There is one more community contributed Executor which allows us to run Airflow tasks on Apache Mesos, i.e. MesosExecutor. This executor basically allows Airflow to be registered as a framework alongside others in Mesos. What that means is, as the Mesos slaves become free, they are offered as “resource offers” to one of the registered frameworks by the Mesos Allocator.

With Airflow running on Mesos, the whole deployment architecture looks like

Airflow on Mesos

This is how it works:

  1. The Mesos Executor implements a Scheduler interface to accept these resource offers and create tasks and ask the MesosSchedulerDriver to launch these tasks on the slaves that were a part of accepted resource offers.
  2. On accepting the resource offer, the scheduler creates a Task and specifies the command to be executed when the task is run on the slave.
  3. MesosSchedulerDriver then coordinates with Mesos master to run these tasks on the mesos slaves using the default executor.
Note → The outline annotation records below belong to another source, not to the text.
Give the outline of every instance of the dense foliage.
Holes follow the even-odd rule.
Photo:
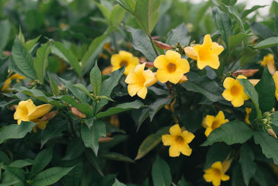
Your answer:
[[[276,185],[278,3],[0,1],[0,185]]]

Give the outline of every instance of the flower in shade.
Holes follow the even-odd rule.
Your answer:
[[[15,120],[17,120],[17,124],[20,125],[22,121],[30,121],[47,114],[53,107],[50,104],[36,107],[29,99],[19,102],[13,117]]]
[[[158,68],[157,79],[162,83],[170,82],[177,84],[183,74],[189,72],[190,66],[186,59],[181,59],[178,52],[167,50],[165,55],[160,55],[154,61]]]
[[[162,142],[164,146],[170,146],[169,155],[178,157],[181,153],[185,155],[190,155],[192,149],[188,144],[194,139],[193,133],[187,130],[181,130],[179,124],[176,124],[170,128],[170,134],[162,136]]]
[[[245,108],[246,115],[245,115],[245,119],[244,121],[245,121],[246,123],[250,125],[250,121],[249,121],[249,116],[250,115],[251,111],[252,111],[251,108],[249,107]]]
[[[126,78],[125,82],[129,84],[127,90],[131,97],[137,94],[140,98],[145,99],[147,93],[147,87],[157,82],[155,73],[151,70],[144,70],[145,65],[146,63],[138,65],[131,70]]]
[[[230,179],[225,172],[231,165],[231,160],[225,160],[224,162],[216,162],[213,163],[211,168],[204,171],[204,178],[206,182],[212,182],[214,186],[220,185],[221,180],[227,181]]]
[[[263,61],[261,62],[261,65],[265,67],[268,65],[268,71],[270,74],[274,75],[276,71],[275,61],[274,61],[274,56],[272,54],[268,54],[263,57]]]
[[[204,132],[206,137],[208,137],[211,131],[227,122],[229,122],[229,120],[225,119],[225,116],[222,111],[220,111],[216,116],[206,115],[202,123],[202,125],[206,128],[206,132]]]
[[[238,79],[247,79],[243,75],[239,75],[237,79],[227,77],[224,80],[223,86],[226,89],[222,95],[228,101],[231,101],[234,107],[240,107],[244,104],[244,101],[250,98],[244,92],[244,88],[240,84]]]
[[[119,54],[113,54],[111,56],[112,72],[125,65],[124,74],[127,75],[138,64],[139,64],[139,59],[126,51],[121,50]]]
[[[201,70],[206,65],[218,69],[220,64],[218,56],[223,50],[222,46],[212,41],[209,34],[204,36],[203,44],[184,49],[187,56],[197,60],[197,65]]]

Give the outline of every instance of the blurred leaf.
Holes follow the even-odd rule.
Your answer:
[[[256,164],[254,162],[254,159],[255,155],[251,147],[247,144],[244,144],[240,148],[239,162],[246,185],[249,185],[249,181],[256,172]]]
[[[184,23],[181,24],[176,29],[172,29],[167,34],[166,43],[171,46],[175,45],[178,42],[181,46],[187,46],[189,45],[190,41],[190,36]]]
[[[32,56],[22,45],[18,38],[16,38],[12,49],[13,59],[20,70],[26,77],[35,79],[36,75]]]
[[[152,167],[152,177],[154,186],[170,186],[172,182],[172,176],[170,167],[167,162],[156,156]]]
[[[213,130],[202,146],[210,146],[222,141],[228,145],[243,144],[250,139],[253,133],[253,130],[245,123],[233,121]]]
[[[134,29],[130,26],[127,26],[127,31],[131,33],[133,48],[141,52],[148,61],[154,61],[156,54],[146,33],[141,29]]]
[[[0,129],[0,144],[7,139],[21,139],[33,130],[37,123],[22,121],[20,125],[11,124]]]
[[[137,153],[135,160],[138,160],[143,157],[149,151],[154,149],[158,144],[161,142],[161,137],[163,134],[169,133],[169,127],[162,127],[156,133],[149,135],[139,147],[138,153]]]
[[[275,102],[275,83],[267,65],[263,69],[260,82],[255,86],[259,95],[259,104],[263,113],[272,109]]]
[[[46,186],[58,182],[67,175],[74,167],[52,167],[38,174],[33,179],[31,186]]]
[[[106,111],[101,111],[98,113],[96,116],[97,118],[100,118],[108,116],[111,116],[113,114],[116,114],[117,113],[121,113],[125,111],[128,111],[130,109],[138,109],[141,107],[144,106],[144,104],[139,101],[135,100],[131,102],[124,102],[122,104],[117,104],[115,107],[111,107]]]
[[[106,130],[105,123],[99,120],[95,121],[89,129],[86,125],[83,125],[81,128],[82,139],[87,148],[91,148],[96,155],[99,150],[99,138],[105,137]]]
[[[38,79],[44,82],[45,72],[48,66],[48,56],[50,54],[50,44],[45,43],[37,50],[37,56],[34,60],[34,68]]]

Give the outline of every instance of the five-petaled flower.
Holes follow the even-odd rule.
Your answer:
[[[204,118],[202,125],[206,128],[204,132],[206,137],[208,137],[211,131],[219,127],[225,123],[229,122],[228,119],[225,119],[225,116],[223,111],[220,111],[216,116],[206,115]]]
[[[220,64],[218,56],[223,50],[222,46],[212,41],[209,34],[204,36],[203,44],[184,49],[188,56],[197,60],[197,65],[201,70],[206,65],[218,69]]]
[[[228,160],[229,161],[229,160]],[[225,174],[228,170],[231,162],[225,160],[224,162],[216,162],[204,171],[204,178],[206,182],[212,182],[214,186],[220,185],[221,180],[229,180],[230,177]]]
[[[13,117],[15,120],[17,120],[17,124],[20,125],[22,121],[33,121],[42,117],[49,113],[53,107],[50,104],[44,104],[36,107],[29,99],[19,102]]]
[[[162,136],[162,142],[164,146],[170,146],[169,155],[178,157],[181,153],[185,155],[190,155],[192,149],[188,144],[194,139],[195,135],[187,130],[181,130],[179,124],[170,128],[170,134]]]
[[[112,72],[125,65],[124,74],[127,75],[138,64],[139,64],[139,59],[126,51],[120,50],[119,54],[113,54],[111,56]]]
[[[224,88],[226,89],[222,95],[227,100],[231,101],[234,107],[240,107],[244,104],[245,100],[250,98],[245,93],[244,88],[238,79],[247,79],[247,77],[243,75],[238,76],[236,79],[231,77],[227,77],[223,82]]]
[[[176,84],[184,73],[189,72],[188,61],[181,57],[178,52],[167,50],[165,55],[160,55],[154,60],[154,65],[158,68],[156,76],[159,82],[165,83],[169,81]]]
[[[138,65],[127,75],[125,82],[128,84],[127,91],[131,96],[138,95],[145,99],[147,95],[147,87],[150,86],[157,82],[156,74],[151,70],[145,69],[146,63]]]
There is just one issue that I see with Mesos Executor – it assumes that the Mesos Slaves already have Airflow installed on them so that they can run those commands, which are actually airflow commands. IMHO, this goes against the Mesos philosophy which advocates for a heterogeneous cluster running different types of jobs as opposed to having separate clusters for running Hadoop, Spark or Airflow jobs.

Mesos Python Eggs

Since Airflow is written in Python so it uses the Python bindings for Mesos ( also known as Python Eggs for Mesos ). Earlier these eggs were directly downloadable from Mesosphere but they don’t seem to be available for direct download so the workaround is to build Mesos for your platform and then extract the eggs from the installation and put them in your Docker for Airflow. A small script to achieve this fetching and then installing them looks like

Note that mesos.cli & mesos.interface are installable via pip but at the time of this writing, other bindings need to be installed as eggs using easy_install

Once this is out of the way, you can now use MesosExecutor and run the airflow tasks on Mesos slaves easily.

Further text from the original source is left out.